Here is an example of one warning actually working (from our probe): https://logstash.wikimedia.org/app/discover#/doc/logstash-*/logstash-k8s-1-7.0.0-1-2024.06.12?id=n19qDJAB5VvKlwLuaeRS

Also we apparently need to index the pattern to actually filter by uri: https://logstash.wikimedia.org/app/management/opensearch-dashboards/indexPatterns/patterns/logstash-*#/?_a=h@9293420 does anyone know where the template lives where we can add those fields?

Also, do you know how to enable INFO in logstash for citoid?

I deployed a change today for this. It is not everything we hoped, alas :).

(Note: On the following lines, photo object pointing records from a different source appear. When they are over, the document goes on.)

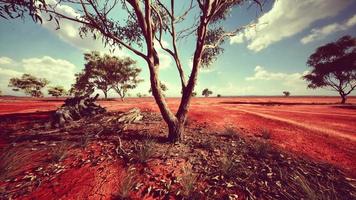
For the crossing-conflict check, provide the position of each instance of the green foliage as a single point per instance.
(104, 73)
(126, 186)
(57, 91)
(334, 65)
(188, 182)
(206, 92)
(162, 85)
(266, 134)
(31, 85)
(145, 151)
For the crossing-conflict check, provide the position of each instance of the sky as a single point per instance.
(265, 59)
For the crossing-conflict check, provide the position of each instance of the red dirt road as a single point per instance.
(312, 126)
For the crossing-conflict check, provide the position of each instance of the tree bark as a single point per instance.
(176, 131)
(343, 99)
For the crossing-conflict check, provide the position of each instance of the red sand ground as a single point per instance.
(311, 126)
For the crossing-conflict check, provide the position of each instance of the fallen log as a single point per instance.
(76, 108)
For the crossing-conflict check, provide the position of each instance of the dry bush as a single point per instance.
(126, 186)
(227, 167)
(145, 151)
(266, 134)
(188, 182)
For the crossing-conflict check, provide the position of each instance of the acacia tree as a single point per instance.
(31, 85)
(334, 65)
(206, 92)
(57, 91)
(286, 93)
(147, 21)
(120, 74)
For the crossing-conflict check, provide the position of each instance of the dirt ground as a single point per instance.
(313, 127)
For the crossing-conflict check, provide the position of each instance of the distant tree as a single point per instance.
(334, 65)
(206, 92)
(106, 73)
(162, 86)
(121, 75)
(57, 91)
(31, 85)
(286, 93)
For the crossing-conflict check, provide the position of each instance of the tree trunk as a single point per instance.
(343, 99)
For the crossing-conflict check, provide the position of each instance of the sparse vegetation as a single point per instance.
(126, 186)
(59, 152)
(286, 93)
(188, 182)
(57, 91)
(30, 84)
(105, 73)
(334, 65)
(145, 151)
(266, 134)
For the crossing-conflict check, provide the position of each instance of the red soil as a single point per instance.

We don't actually seem to log info, only warns. However, it may look like we were because of the presence of NOTICE levels in logstash. Which brings me to a second issues, which is: these are fact NOTICES caused by parsing failure of what are actually WARNS. Some of them are just total garbage: https://logstash.wikimedia.org/app/discover#/doc/logstash-*/logstash-k8s-1-7.0.0-1-2024.06.12?id=TmlhDJAB_bxzc-Pm7TGI. Some of these NOTICES are a single line of a stack trace. Guessing from this one I am thinking... the inclusion of the html of the response in the message of the error might be the cause of this. It's maybe actually not sanitising it and it's escaping it some how? Yikes :P And then we're getting like 20 NOTICEs for parts of the response, each separately. I.e. https://logstash.wikimedia.org/app/discover#/doc/logstash-*/logstash-k8s-1-7.0.0-1-2024.06.12?id=TdVkDJABDD1VxFBSzVVI

Yikes indeed. I had a look at a couple of those and I can say that it's definitely a WARN level logline. The entire event however was 21630 characters long. The garbage part that you noticed, was a inline base64 encoded image apparently.

This is a preexisting bug, but only became very noticeable now when we started logging a lot more failures.

All the HTTPErrors includes the body as the "msg"when logged. And if the body contains json I think that might be how it's escaping out.

My current theory is probably that there is some truncation happening (I doubt logstash/elasticsearch ever expected 21KB log events) and a default NOTICE level. I based that on the size and the fact the in these entries there's a lack of other fields.

But you are absolutely right that this is a bug and shouldn't be happening. We need to stop logging bodies of responses (or truncate them very heavily, keeping the first 100 or so chars)

Here's a broken science direct one: https://logstash.wikimedia.org/app/discover#/doc/logstash-*/logstash-k8s-1-7.0.0-1-2024.06.12?id=ttluDJAB0bw1V4rvcXY8

On the positive side:

Here is an example of one warning actually working (from our probe): https://logstash.wikimedia.org/app/discover#/doc/logstash-*/logstash-k8s-1-7.0.0-1-2024.06.12?id=n19qDJAB5VvKlwLuaeRS

Also we apparently need to index the pattern to actually filter by uri: https://logstash.wikimedia.org/app/management/opensearch-dashboards/indexPatterns/patterns/logstash-*#/?_a=h@9293420 does anyone know where the template lives where we can add those fields?

Also, do you know how to enable INFO in logstash for citoid?

It's citoid that needs to emit messages with INFO levels. That can be done at https://gerrit.wikimedia.org/r/plugins/gitiles/operations/deployment-charts/+/refs/heads/master/charts/citoid/templates/_config.yaml#16

All it needs is an extra line of

level:  {{ .Values.main_app.log_level | default "info" }}

and then we override that in helmfile.d stanzas for when we dont' want info.

But before proceeding with that, we probably want to stop logging the body of the response.